Methods: In 2009, a 16-item, 360° compulsory quality improvement survey was implemented for mortality review. Descriptive statistics were performed to compare the responses by provider specialty, profession, and level of training using the Fisher exact and chi-square tests, as appropriate. We compared the agreement between the MMC review and provider-reported classification regarding the preventability of each death using the Cohen kappa coefficient. A qualitative review of 360° information was performed to identify the quality opportunities.
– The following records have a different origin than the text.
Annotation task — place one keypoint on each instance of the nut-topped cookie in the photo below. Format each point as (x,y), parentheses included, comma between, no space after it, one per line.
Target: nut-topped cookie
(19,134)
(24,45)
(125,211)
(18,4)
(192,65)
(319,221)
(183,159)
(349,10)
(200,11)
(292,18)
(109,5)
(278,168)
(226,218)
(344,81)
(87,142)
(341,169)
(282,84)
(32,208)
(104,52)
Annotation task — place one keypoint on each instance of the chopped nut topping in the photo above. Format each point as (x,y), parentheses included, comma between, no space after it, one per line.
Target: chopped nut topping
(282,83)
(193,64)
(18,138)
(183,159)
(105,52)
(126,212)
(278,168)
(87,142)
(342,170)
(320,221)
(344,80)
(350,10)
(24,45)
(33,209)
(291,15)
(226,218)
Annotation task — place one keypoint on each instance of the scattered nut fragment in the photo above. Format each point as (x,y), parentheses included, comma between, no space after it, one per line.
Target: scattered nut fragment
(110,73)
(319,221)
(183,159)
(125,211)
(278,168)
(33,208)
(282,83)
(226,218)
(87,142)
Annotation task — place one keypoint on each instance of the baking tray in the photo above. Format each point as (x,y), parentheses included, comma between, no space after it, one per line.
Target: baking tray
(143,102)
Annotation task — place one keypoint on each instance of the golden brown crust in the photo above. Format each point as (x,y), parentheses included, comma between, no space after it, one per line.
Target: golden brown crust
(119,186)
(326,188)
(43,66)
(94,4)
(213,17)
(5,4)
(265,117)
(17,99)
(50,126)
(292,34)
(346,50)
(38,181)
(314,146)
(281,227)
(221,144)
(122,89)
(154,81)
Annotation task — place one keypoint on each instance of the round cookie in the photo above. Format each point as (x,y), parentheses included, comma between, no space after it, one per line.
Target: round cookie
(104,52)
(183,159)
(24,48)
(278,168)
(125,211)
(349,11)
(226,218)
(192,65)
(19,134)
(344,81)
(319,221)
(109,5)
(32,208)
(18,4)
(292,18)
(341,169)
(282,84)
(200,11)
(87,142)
Results: Completed surveys (n = 3095) were submitted for 1683 patients. The possibility of a preventable death was suggested in the 360° survey for 42 patients (1.40%). We identified 502 patients (29.83%) with completed 360° surveys who underwent MMC review. The inter-rater reliability between the provider opinions regarding preventable death and the MMC review was poor (kappa = 0.10, P < 0.001). Of the 42 cases identified by the 360° survey as preventable deaths, 15 underwent MMC review; 3 were classified as preventable and 12 were deemed unavoidable. Qualitative analyses of the 12 discrepancies did reveal quality issues; however, they were not deemed responsible for the patients' death.
Conclusions: The mortality survey yielded important information regarding inpatient deaths that historically was buried with the patient. Poor agreement between the 360° survey responses and an objective MMC review support the need to have a multipronged approach to evaluating inpatient mortality.
Keywords: 360° survey; Mortality review process; Multidisciplinary mortality review; Preventable mortality.